Sexual harassment is serious in all circumstances. In academic circles, it’s worst as ‘Sex for Grades’. So even without proof, BBC still calls whatever harassment evidence ‘Sex for Grades’, to evoke the worst of emotions and outrage in people. That is deceitful and mischief journalism. No facts, no objectivity, no fairness. The motive smells hired to destroy. A programme developed over one year should have incorporated sex for grades cases that were not properly investigated or punishment that was not enforced.

Our local media are disappointingly amplifying the story tying themselves to BBC apron strings. They should instead, improve their content to upstage BBC. ‘Sex for Grades’ is a con job. There’s no sex for grades beef. It’s a serious problem worldwide.
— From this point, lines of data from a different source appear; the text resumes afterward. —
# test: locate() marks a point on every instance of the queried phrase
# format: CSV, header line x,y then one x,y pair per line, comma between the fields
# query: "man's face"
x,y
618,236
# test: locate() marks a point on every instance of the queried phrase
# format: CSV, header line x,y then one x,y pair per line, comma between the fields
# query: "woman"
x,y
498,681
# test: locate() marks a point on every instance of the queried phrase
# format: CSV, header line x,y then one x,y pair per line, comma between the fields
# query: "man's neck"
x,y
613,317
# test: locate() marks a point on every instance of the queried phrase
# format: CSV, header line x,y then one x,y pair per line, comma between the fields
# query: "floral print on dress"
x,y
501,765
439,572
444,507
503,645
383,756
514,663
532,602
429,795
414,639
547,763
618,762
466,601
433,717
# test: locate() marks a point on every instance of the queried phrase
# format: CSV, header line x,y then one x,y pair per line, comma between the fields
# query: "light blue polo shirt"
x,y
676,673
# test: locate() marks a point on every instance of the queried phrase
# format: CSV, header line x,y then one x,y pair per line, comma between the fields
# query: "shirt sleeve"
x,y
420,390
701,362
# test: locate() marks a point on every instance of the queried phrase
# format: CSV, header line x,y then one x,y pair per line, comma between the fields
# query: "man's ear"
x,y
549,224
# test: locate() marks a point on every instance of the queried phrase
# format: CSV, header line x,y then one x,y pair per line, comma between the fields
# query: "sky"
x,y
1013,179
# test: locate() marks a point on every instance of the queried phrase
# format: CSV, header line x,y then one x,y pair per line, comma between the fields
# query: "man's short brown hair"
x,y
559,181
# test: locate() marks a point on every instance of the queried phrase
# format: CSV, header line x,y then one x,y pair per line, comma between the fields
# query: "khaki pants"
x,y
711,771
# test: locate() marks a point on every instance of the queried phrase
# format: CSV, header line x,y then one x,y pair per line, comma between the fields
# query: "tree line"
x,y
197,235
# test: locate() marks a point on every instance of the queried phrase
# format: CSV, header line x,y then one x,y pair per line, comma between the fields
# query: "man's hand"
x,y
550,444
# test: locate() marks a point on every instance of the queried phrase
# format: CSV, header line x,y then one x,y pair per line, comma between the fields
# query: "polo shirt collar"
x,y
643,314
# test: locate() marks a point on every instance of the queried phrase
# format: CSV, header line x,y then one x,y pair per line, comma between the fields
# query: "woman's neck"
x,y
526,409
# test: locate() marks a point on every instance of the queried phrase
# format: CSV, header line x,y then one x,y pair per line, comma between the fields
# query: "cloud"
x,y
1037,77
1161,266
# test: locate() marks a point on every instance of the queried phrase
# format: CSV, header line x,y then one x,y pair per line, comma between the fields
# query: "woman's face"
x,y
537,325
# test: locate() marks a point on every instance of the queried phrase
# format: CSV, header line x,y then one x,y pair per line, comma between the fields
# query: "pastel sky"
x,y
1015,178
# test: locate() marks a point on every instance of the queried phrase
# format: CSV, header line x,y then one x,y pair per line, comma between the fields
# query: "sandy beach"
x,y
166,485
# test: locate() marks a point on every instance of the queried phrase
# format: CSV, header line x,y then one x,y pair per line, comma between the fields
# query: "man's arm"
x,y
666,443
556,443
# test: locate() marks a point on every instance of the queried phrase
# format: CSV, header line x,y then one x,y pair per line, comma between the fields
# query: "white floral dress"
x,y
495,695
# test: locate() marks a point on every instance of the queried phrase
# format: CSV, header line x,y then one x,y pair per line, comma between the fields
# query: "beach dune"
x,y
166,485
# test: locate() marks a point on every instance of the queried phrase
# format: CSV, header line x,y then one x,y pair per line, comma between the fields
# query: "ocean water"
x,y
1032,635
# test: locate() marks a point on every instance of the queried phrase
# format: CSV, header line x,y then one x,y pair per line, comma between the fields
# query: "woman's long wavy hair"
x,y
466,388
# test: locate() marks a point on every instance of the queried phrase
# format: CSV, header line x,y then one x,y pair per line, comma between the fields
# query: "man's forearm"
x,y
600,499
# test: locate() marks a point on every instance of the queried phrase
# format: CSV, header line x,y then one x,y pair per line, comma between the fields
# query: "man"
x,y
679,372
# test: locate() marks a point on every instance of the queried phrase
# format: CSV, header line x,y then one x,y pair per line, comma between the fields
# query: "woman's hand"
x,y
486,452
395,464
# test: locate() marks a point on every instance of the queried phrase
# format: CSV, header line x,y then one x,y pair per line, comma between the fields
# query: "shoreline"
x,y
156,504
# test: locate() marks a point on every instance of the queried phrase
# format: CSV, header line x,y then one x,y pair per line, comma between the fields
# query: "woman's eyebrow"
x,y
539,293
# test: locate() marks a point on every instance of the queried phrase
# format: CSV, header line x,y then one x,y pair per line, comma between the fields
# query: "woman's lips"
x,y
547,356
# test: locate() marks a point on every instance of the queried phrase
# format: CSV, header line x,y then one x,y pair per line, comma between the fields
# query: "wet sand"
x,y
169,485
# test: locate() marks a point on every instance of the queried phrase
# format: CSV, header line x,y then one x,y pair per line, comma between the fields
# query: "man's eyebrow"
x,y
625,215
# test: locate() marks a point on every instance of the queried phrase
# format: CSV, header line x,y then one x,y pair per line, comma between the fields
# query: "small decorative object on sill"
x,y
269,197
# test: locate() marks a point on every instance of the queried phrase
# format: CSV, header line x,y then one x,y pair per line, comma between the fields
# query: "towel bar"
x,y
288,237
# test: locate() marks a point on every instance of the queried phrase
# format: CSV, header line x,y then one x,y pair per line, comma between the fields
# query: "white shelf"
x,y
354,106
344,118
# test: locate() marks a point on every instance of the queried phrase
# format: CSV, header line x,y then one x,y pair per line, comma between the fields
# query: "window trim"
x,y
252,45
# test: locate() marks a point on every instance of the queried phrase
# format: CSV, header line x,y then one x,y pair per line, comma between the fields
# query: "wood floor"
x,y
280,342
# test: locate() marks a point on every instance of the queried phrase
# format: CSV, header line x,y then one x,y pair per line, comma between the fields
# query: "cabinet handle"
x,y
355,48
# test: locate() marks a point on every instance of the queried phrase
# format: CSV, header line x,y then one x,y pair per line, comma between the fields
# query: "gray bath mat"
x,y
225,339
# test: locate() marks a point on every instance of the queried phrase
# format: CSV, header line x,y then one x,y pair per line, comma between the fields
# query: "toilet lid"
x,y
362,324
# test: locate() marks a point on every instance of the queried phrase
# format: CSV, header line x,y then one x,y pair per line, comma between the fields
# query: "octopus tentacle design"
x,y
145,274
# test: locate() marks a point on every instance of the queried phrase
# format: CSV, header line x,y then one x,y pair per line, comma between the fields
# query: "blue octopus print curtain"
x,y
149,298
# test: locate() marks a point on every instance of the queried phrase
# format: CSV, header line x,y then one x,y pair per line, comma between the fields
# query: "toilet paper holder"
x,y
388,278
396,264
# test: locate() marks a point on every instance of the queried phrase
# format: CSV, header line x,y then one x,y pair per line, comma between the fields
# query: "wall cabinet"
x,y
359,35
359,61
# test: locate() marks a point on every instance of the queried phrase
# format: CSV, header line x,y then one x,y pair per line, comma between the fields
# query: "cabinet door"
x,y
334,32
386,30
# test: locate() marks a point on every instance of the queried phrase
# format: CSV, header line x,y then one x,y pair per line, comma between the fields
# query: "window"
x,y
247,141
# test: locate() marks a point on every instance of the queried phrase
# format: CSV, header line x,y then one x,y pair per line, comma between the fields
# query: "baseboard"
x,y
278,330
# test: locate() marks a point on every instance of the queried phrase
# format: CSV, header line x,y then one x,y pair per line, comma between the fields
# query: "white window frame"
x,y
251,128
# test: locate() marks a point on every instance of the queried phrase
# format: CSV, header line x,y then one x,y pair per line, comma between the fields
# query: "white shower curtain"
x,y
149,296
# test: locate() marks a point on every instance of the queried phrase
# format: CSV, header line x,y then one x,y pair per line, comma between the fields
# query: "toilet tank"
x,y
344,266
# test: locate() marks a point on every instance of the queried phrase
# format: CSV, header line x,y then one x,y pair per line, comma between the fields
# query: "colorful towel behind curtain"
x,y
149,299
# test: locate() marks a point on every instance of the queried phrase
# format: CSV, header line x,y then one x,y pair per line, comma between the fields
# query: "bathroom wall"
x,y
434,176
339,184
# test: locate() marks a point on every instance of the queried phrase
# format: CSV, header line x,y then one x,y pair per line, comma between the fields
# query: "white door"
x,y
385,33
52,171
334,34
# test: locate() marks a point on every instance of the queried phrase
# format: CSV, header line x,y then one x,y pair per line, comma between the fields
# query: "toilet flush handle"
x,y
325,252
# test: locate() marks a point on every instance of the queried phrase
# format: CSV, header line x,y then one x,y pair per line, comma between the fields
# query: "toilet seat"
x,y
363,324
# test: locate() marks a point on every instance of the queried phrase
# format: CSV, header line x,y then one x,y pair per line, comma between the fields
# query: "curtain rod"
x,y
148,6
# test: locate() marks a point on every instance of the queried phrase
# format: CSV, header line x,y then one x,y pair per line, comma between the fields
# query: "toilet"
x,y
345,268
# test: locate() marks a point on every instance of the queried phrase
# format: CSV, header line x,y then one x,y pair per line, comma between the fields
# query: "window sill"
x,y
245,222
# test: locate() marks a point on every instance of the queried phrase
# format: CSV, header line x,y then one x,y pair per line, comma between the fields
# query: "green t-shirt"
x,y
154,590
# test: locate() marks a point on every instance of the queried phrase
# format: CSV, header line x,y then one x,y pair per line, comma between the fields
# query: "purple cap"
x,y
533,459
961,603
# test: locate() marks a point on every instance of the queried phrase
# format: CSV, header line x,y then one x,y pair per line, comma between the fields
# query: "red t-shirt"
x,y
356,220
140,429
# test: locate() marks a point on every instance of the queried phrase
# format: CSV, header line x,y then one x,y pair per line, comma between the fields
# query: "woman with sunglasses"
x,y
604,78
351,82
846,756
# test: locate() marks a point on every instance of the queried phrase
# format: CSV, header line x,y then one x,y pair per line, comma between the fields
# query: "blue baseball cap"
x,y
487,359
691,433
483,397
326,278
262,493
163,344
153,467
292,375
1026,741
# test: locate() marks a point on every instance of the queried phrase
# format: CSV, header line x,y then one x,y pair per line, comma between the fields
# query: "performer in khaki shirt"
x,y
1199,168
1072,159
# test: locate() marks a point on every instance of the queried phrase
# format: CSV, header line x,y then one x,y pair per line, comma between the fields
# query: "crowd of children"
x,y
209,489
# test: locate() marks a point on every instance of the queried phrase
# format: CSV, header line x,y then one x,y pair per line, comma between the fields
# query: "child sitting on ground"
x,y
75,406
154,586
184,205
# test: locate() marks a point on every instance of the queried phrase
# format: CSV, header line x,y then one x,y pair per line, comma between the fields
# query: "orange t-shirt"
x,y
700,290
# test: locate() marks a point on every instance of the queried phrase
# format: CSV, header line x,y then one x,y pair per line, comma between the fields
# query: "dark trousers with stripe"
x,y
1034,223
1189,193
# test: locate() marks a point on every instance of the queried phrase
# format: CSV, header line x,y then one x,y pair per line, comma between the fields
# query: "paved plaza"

Serious people are looking for serious solutions. Institutions are looking for effective ways to encourage victims to report. They seek speedier investigation mechanisms. They aim at wider publicity for punishments.  So, let those condemning loudest in evidence they haven’t seen, tell everyone the perfect solution. Otherwise they should shut up and let the serious deal with the challenge.

Journalism should help society. It shouldn’t be self-serving. It shouldn’t throw the institution’s baby out with the bath water; individual miscreants sexual harassing. It’s to help root out individuals who are undermining beneficial institutions.  The individual target must not attract collateral institutional destruction. Journalism must be constructive; it should build and not destroy. Documentaries must not be anyhow; they shouldn’t grievously victimize critics.

I completely agree to ‘clean varsities of harassment, seduction;’ but all need to recognize it’s a hydra-headed problem which takes patience to resolve. Maybe we can start by helping reduce victims’ suffering. Sensationalism preaches instant solution. It compounds the problem by reducing the university’s capacity to fix it. BBC must admit it has not established ‘Sex for Grades’ at the University of Ghana, and apologise. It’s ‘assignment’ programme is under monitoring.